Read on: http://jam.canoe.ca/Music/2005/06/28/1108477-sun.html

Toronto Sun Editorial

Let's put aside our natural skepticism about pop stars who lecture us on global politics and look at whether the goals behind Saturday's Live 8 concerts make sense.

Unlike 20 years ago, when Bob Geldof organized the first "Live Aid" concerts to raise funds for famine relief in Africa, Live 8 has a far more ambitious goal.



It's to mobilize public opinion in the eight wealthiest nations on earth (the so-called "G-8") in order to pressure their leaders to make aid to Africa a global priority for the next decade.

Last week, Geldof said Prime Minister Paul Martin should commit Canada to donating 0.7% of its Gross Domestic Product to foreign aid by 2015, or not bother showing up at next week's meeting of G-8 leaders in Scotland. Geldof's delusions of grandeur aside, does it make any practical sense to do that?

For Canada, this would mean hiking our foreign aid budget to $15 billion annually by 2015, compared to $3 billion today.

The added cost to taxpayers could be up to $41 billion over 10 years, equivalent to the amount of new money Martin has pledged to improve our health care during the same period.

Are Canadians ready to spend as much money trying to lift Africa and other parts of the world out of poverty as they are on improving their own health care system?
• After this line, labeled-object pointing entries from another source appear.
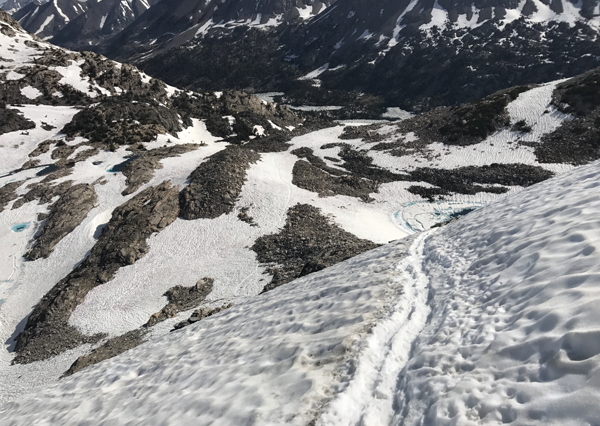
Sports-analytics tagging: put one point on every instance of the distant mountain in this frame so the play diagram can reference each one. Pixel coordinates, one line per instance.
(80, 24)
(130, 208)
(44, 20)
(417, 54)
(101, 20)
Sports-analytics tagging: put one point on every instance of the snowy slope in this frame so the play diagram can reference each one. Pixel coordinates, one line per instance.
(507, 334)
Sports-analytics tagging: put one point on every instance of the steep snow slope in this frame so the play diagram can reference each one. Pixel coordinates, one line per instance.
(508, 334)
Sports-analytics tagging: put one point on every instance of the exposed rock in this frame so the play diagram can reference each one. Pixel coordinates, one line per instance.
(8, 193)
(575, 141)
(141, 169)
(200, 314)
(181, 299)
(311, 178)
(307, 243)
(123, 241)
(216, 184)
(245, 217)
(366, 133)
(465, 124)
(12, 120)
(42, 148)
(120, 122)
(113, 347)
(65, 215)
(474, 179)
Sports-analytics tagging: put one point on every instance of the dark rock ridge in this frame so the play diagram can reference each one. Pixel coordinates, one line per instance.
(123, 241)
(200, 314)
(12, 120)
(99, 21)
(65, 215)
(140, 170)
(315, 179)
(465, 124)
(181, 299)
(119, 122)
(215, 184)
(174, 23)
(46, 19)
(307, 243)
(576, 141)
(113, 347)
(474, 179)
(11, 6)
(102, 73)
(8, 193)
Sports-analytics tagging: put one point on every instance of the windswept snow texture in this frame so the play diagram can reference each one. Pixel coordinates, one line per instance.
(492, 319)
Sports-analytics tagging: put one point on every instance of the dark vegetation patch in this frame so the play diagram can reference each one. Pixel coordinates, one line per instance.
(575, 141)
(200, 314)
(216, 184)
(366, 133)
(181, 299)
(113, 347)
(65, 215)
(466, 124)
(140, 169)
(307, 243)
(12, 120)
(473, 179)
(122, 242)
(115, 122)
(245, 217)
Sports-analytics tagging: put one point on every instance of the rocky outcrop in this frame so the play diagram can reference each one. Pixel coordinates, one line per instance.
(8, 193)
(140, 170)
(65, 215)
(575, 141)
(123, 241)
(113, 347)
(12, 120)
(117, 122)
(314, 179)
(465, 124)
(181, 299)
(216, 183)
(473, 179)
(307, 243)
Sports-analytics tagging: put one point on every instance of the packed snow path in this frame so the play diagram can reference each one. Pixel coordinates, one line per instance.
(508, 334)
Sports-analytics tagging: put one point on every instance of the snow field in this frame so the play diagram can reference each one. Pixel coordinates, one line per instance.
(532, 106)
(220, 249)
(22, 284)
(515, 324)
(274, 359)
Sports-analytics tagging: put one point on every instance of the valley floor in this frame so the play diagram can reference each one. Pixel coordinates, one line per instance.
(491, 319)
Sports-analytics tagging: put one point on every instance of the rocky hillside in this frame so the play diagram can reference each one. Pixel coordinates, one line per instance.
(129, 207)
(80, 25)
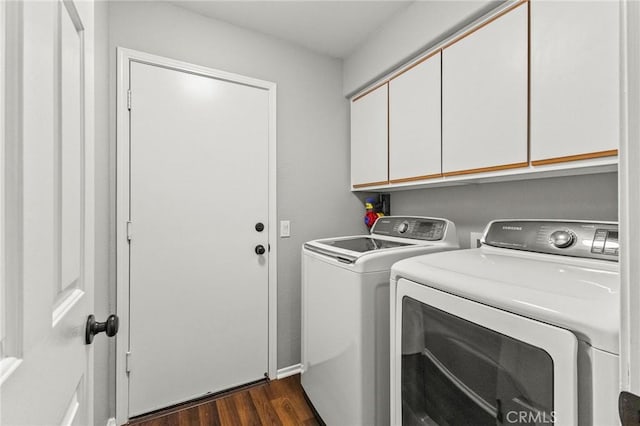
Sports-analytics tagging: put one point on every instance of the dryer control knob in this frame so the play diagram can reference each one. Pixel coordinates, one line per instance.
(562, 239)
(403, 227)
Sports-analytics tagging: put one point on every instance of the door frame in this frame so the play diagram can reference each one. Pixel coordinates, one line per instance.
(124, 58)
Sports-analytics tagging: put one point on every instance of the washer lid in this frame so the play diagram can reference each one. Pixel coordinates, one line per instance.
(363, 244)
(580, 295)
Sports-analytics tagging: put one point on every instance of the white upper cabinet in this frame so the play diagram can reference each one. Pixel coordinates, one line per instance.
(369, 138)
(415, 122)
(484, 97)
(574, 80)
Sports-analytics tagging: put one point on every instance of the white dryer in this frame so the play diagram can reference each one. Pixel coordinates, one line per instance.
(345, 315)
(523, 330)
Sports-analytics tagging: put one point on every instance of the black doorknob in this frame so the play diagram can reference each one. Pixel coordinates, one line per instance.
(110, 326)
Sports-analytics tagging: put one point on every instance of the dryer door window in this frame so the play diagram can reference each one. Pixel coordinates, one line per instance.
(457, 372)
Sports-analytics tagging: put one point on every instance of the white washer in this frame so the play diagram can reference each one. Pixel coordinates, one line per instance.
(345, 315)
(523, 330)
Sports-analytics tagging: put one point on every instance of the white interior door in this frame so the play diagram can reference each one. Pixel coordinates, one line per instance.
(199, 185)
(47, 235)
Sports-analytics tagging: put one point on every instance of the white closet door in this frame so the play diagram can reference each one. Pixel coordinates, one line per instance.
(575, 50)
(484, 84)
(415, 122)
(369, 136)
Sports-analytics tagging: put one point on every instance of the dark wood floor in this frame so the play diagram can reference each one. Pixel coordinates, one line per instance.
(277, 402)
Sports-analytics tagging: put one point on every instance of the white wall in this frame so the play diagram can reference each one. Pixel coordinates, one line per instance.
(313, 145)
(104, 292)
(412, 31)
(471, 207)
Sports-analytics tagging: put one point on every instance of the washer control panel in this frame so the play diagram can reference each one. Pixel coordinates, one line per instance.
(597, 240)
(417, 228)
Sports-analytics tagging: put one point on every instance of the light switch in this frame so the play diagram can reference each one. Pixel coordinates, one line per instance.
(285, 229)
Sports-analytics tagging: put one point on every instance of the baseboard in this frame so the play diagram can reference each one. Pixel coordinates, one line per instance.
(288, 371)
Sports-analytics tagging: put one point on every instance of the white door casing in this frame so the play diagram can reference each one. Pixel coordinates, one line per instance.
(192, 212)
(48, 191)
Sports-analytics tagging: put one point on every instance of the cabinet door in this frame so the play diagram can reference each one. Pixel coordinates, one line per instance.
(484, 97)
(369, 136)
(415, 123)
(574, 80)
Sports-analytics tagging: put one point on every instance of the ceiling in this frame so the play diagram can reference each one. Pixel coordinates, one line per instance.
(331, 27)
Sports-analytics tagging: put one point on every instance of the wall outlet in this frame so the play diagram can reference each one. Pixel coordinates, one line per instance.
(285, 229)
(474, 239)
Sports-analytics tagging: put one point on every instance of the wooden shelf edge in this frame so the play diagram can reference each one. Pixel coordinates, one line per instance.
(486, 169)
(364, 185)
(416, 178)
(588, 156)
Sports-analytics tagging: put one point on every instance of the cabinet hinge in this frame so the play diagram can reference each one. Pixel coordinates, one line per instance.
(128, 362)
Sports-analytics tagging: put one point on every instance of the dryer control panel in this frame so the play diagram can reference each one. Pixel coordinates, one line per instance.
(596, 240)
(417, 228)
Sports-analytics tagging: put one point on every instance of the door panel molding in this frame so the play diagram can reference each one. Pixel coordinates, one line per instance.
(124, 58)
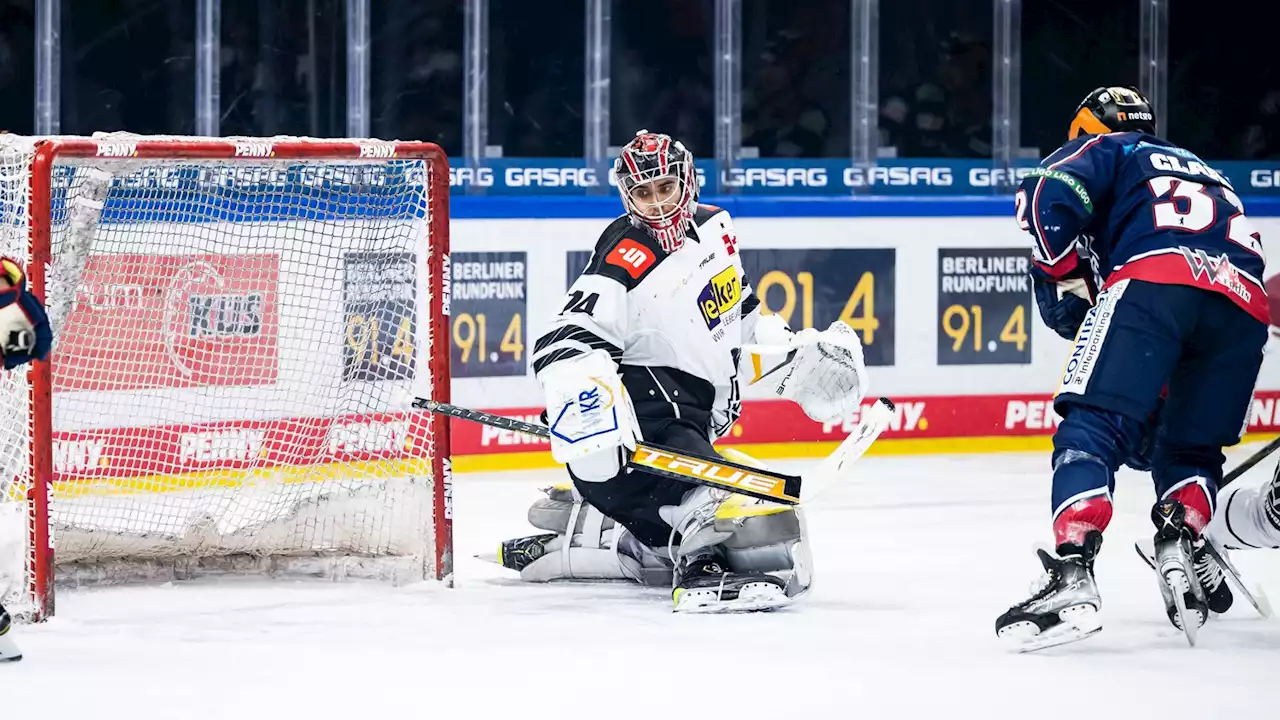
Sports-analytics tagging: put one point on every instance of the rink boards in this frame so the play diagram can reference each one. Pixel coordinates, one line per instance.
(936, 288)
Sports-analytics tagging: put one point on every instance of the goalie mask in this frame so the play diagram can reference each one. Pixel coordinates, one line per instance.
(1112, 109)
(658, 186)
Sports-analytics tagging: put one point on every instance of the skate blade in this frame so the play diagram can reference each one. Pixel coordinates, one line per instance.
(1188, 620)
(760, 597)
(9, 651)
(1078, 621)
(1256, 596)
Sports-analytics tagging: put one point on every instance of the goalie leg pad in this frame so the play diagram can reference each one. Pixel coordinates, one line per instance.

We think the answer is no, and that a more realistic figure needs to be found. But whatever amount of money Canada and the G-8 ultimately decide to commit to foreign aid, and specifically to Africa, the even bigger issue is how to distribute it.

Given the economic, political and social chaos across much of Africa today, simply promising more money is naive. Much of it will not end up helping Africa's poor, but rather propping up tyrants. That's what happened 20 years ago when money raised and donated by Live Aid didn't always reach Africa's starving poor. Instead, it was diverted into the pockets of bloody dictators like Mengistu Haile Mariam of Ethiopia.

This is why critics of these so-called "relief" concerts argue that pop stars simply don't know what they're talking about, and would be better advised to "shut up and sing".

This is not to suggest that Live 8 is not well-intentioned, nor that its organizers do not make a valid point about the West's exploitation of Africa, the major reason, along with internal corruption, that the continent is an economic basket case.

The problem with Live 8 is that it ignores the key issue, which is how economic assistance to Africa can be most effective.

Past experience has shown that simply raising money for distribution inside corrupt regimes won't work, and indeed can make a bad situation worse. Nor is trusting the United Nations to do it a viable option, as recent experience with the disastrous Oil for Food program in Iraq has shown.

To have aid to Africa do any good, the G-8 leaders will not only have to commit more money, but create an entirely new system for distributing it, perhaps similar to the Marshall Plan used to rebuild Europe after World War II. Anything less will simply mean pouring more money down a bottomless pit.